Tout est « presque » dit dans le titre de ce rapport produit par Jean-Dominique Simonpoli et Gilles Gateau à la demande de la Ministre du travail Murielle Pénicaud : « Accompagner la dynamique du dialogue social par la formation et la reconnaissance des acteurs et par la valorisation des meilleures pratiques ». Ce rapport se situe dans la continuité des rapports précédents en faveur du développement du dialogue social en France. Il formule 21 recommandations pour répondre aux questions qui se posent à court terme mais aussi qui devraient amener des évolutions à plus long terme.

Les évolutions des conditions du dialogue social imposent des changements à mettre en œuvre

Les évolutions législatives récentes, qui donnent plus de place aux acteurs de terrain, imposent de réfléchir aux moyens de développer la culture du dialogue social dans notre pays. Et cela, alors même que « la France est encore marquée par une culture de “lutte des classes“ et par une pratique des relations sociales souvent davantage empreinte de confrontation entre acteurs sociaux, de méfiance réciproque et d’affrontement ».

Les rapporteurs ont identifié cinq enjeux pour développer la culture de dialogue social en s’attachant à proposer des solutions « réalistes, faciles à mettre en œuvre, relevant pour beaucoup du bon sens et de bonnes pratiques ».

1er enjeu - Les effets de la mise en œuvre de la réforme des IRP

La diminution du nombre d’instances et la mise en œuvre de la parité proportionnelle va avoir pour conséquence la perte ou l’abandon de leur mandat pour de nombreux élus du personnel. Ce phénomène risque d’être massif les prochaines années. Pour certains, élus depuis longtemps et/ou porteurs de mandats dits « lourds » (plus d’un mi-temps, voire permanents), la reconversion peut être compliquée.

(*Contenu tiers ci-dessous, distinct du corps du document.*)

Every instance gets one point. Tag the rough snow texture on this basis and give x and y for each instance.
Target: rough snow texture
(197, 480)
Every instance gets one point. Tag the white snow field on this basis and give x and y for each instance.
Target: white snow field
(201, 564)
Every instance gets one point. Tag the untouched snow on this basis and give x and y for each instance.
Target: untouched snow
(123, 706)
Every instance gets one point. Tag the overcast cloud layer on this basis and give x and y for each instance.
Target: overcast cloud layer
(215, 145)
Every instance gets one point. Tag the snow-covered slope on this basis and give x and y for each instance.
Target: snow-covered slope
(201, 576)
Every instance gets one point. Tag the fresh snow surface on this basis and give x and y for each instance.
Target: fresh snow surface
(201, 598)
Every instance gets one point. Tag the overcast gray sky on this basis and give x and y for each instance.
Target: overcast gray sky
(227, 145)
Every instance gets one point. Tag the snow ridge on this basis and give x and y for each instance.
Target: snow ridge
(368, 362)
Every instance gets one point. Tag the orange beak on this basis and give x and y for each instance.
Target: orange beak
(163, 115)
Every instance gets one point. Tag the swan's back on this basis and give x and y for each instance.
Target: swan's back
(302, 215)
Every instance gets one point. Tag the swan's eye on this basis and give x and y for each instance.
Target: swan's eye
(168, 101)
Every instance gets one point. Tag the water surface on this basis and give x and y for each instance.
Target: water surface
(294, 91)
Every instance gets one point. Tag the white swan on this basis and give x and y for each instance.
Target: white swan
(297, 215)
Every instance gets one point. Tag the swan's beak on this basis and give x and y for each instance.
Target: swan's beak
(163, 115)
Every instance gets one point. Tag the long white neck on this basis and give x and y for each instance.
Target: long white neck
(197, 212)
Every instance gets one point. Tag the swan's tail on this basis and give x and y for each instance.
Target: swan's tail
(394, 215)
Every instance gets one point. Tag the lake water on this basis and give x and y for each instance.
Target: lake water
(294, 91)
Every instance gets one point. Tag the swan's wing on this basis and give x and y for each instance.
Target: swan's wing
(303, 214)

Les rapporteurs proposent aux acteurs d’agir bien en amont de la mise en place des nouvelles instances pour évaluer les conséquences sur la situation des élus, gérer la reconversion, accompagner les élus qui pourraient être en fin de mandat et activer les dispositifs à mettre en œuvre. Les organisations syndicales doivent être associées à l’élaboration des dispositifs et à leur accompagnement notamment au travers d’accords d’entreprise.

Par ailleurs, cela devra être une préoccupation particulière du Comité de suivi des ordonnances par un suivi des bonnes pratiques mais aussi des risques réels d’une non-prise en charge de ce problème par les entreprises.

2ème enjeu - Former les acteurs

Souvent parent pauvre de la formation managériale ou même en ressources humaines, le dialogue social est insuffisamment enseigné ou avec une approche souvent juridique. En fait, en dehors des formations dispensées par les Instituts du travail ou par les organisations syndicales elles-mêmes, l’offre de l’enseignement supérieur est « extrêmement limitée » et les rapporteurs n’ont « pas perçu un fort intérêt spontané pour le développement de cette offre » chez les universitaires.

Les rapporteurs proposent de maintenir au niveau actuel l’aide accordée par l’État à la formation économique, sociale et syndicale malgré la baisse attendue du nombre d’élus. En effet, les mandats seront plus larges, plus complexes et plus exigeants.
Ils veulent aussi inciter l’enseignement supérieur à se mobiliser davantage en proposant qu’une réunion des dirigeants des établissements d’enseignement supérieur soit organisée à cet effet en 2018 avec la présence des ministres du travail et de l’éducation et l’enseignement supérieur. La formation au dialogue social doit aussi être incluse dans les formations managériales et en ressources humaines. Les formations communes pour les différents acteurs du dialogue social prévues par la loi El Khomri doivent pouvoir commencer dès 2018.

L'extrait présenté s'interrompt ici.